Безусловно прав С. М. Бонди, когда он пишет в комментариях к поэме, что в "Медном всаднике" поэт "с небывалой силой и смелостью показывает исторически закономерные противоречия жизни во всей их наготе, не стараясь искусственно сводить концы с концами там, где они не сходятся в самой действительности". И далее: "Никакого эпилога, возвращающего нас к первоначальной теме величественного Петербурга, эпилога, примиряющего нас с исторически оправданной трагедией Евгения, Пушкин не дает. Противоречие между полным признанием правоты Петра I, не могущего считаться в своих государственных "великих думах" и делах с интересами отдельного человека, и полным же признанием правоты маленького человека, требующего, чтобы с его интересами считались,-это противоречие остается неразрешимым в поэме.

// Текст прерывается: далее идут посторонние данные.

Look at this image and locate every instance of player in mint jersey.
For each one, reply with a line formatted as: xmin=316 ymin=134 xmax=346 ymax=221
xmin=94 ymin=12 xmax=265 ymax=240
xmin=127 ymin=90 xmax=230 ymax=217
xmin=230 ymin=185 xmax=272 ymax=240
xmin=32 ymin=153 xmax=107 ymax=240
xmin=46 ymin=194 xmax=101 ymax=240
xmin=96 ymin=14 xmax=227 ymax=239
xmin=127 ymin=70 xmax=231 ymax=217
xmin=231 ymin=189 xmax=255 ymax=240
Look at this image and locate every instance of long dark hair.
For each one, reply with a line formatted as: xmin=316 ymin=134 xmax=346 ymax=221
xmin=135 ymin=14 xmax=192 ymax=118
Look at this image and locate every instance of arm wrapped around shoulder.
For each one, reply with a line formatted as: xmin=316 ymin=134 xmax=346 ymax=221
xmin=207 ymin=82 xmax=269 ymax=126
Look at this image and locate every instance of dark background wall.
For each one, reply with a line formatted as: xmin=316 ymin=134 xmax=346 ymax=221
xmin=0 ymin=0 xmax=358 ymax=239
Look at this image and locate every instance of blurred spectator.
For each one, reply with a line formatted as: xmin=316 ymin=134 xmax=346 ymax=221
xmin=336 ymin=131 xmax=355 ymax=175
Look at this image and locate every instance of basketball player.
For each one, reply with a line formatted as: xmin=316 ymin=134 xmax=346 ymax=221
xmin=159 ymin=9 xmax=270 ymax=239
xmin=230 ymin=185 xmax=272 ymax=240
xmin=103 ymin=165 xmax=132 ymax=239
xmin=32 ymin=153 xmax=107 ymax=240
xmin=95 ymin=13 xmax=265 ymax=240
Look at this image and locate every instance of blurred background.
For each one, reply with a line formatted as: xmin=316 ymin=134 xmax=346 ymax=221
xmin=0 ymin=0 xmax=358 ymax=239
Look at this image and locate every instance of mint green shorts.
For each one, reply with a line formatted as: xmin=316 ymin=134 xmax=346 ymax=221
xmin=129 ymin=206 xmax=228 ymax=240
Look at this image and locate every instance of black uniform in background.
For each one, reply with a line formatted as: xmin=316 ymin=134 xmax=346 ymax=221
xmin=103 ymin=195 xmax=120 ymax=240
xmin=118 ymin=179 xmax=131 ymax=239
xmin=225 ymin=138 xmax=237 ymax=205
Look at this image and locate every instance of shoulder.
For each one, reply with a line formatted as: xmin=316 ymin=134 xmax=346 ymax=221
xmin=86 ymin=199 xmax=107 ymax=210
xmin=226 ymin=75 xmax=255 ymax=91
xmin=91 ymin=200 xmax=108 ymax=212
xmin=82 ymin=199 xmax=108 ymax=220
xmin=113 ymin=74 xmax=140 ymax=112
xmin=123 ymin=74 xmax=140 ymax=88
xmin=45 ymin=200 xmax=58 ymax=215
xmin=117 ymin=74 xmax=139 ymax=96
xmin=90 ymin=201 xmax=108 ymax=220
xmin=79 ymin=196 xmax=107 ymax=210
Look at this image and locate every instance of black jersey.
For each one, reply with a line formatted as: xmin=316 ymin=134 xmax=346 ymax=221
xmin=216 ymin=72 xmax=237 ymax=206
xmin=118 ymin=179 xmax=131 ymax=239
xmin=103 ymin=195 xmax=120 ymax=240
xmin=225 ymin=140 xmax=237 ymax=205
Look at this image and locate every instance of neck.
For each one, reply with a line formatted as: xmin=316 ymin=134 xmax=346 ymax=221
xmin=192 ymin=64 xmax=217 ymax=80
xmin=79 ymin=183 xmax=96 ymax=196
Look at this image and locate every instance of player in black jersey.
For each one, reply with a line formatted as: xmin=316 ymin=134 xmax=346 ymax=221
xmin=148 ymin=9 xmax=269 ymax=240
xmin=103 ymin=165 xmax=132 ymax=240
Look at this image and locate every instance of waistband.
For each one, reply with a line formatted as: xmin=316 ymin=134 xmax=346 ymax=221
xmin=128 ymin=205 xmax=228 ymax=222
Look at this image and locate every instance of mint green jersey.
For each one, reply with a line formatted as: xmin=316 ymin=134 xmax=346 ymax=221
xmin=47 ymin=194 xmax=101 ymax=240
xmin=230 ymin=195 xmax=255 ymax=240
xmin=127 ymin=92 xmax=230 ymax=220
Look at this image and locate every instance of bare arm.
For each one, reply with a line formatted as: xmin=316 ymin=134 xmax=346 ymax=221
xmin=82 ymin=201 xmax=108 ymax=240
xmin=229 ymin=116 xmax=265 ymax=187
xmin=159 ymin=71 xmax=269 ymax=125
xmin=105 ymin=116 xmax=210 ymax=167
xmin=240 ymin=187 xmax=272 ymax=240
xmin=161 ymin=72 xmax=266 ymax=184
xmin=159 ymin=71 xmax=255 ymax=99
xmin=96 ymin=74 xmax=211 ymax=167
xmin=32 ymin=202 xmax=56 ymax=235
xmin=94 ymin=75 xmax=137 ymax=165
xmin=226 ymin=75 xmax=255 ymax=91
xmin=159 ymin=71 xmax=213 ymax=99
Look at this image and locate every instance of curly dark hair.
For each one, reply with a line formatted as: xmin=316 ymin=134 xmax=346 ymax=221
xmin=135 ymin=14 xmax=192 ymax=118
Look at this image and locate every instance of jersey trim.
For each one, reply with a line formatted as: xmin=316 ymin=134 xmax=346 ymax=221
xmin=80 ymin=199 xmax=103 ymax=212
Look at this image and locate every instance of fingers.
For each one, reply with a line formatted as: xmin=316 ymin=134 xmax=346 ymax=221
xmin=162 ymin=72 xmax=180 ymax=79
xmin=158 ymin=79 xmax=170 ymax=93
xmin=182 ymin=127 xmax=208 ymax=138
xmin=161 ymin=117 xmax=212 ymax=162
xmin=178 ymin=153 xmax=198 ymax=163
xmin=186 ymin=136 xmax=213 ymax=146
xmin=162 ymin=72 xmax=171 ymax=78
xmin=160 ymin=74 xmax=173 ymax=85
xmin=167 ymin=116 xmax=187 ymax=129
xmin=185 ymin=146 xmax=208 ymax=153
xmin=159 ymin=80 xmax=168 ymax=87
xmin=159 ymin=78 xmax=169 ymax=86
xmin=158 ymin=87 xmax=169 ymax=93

Пушнин был вполне прав, так как это противоречие заключалось не в его мыслях, а в самой жизни; оно было одним из самых острых в процессе исторического развития: противоречие между благом государства и счастьем отдельной личности-неизбежное в классовом, антагонистическом обществе"125.
К этому следовало бы добавить: "Медный всадник" - это не только отказ от иллюзий, это поэма о крахе иллюзорных надежд, которые были связаны с идеями рационализма и просветительства и теперь переосмысливались в свете уроков истории - поражения декабристов и опыта первых лет николаевской диктатуры. "Медный всадник" создавался одновременно с последними пушкинскими сказками, без них появление последней пушкинской поэмы было бы необъяснимо. Здесь завершается поворот, начатый в сказке о золотой рыбке: вместо торжества справедливости- неразрешимый узел противоречий, вместо волшебства-галлюцинация, вместо возвышения "бедного" героя-его уничтожение, вместо сказки - антисказка. И даже милосердие оказывается запоздалым: ради бога-похоронили. И все же-милосердие; смысл "Медного всадника" к противостоянию сказке не сводится, но именно в процессе этого противостояния раскрывается.
Точность, с какой воспроизводится "иное" слово в фольклоре, зависит только от структуры воспроизводящего (но не воспроизводимого) текста, от того, в составе каких его элементов (более устойчивых или более вариативных) выступает перенесенное из другого текста слово. При этом фольклор совершенно безразличен к источнику воспринятого слова, к его происхождению (фольклорному ли, литературному ли) и прежней судьбе. Такая речь принимается, заимствуется фольклором лишь тогда и постольку, когда и поскольку она забывает о своем прошлом 126.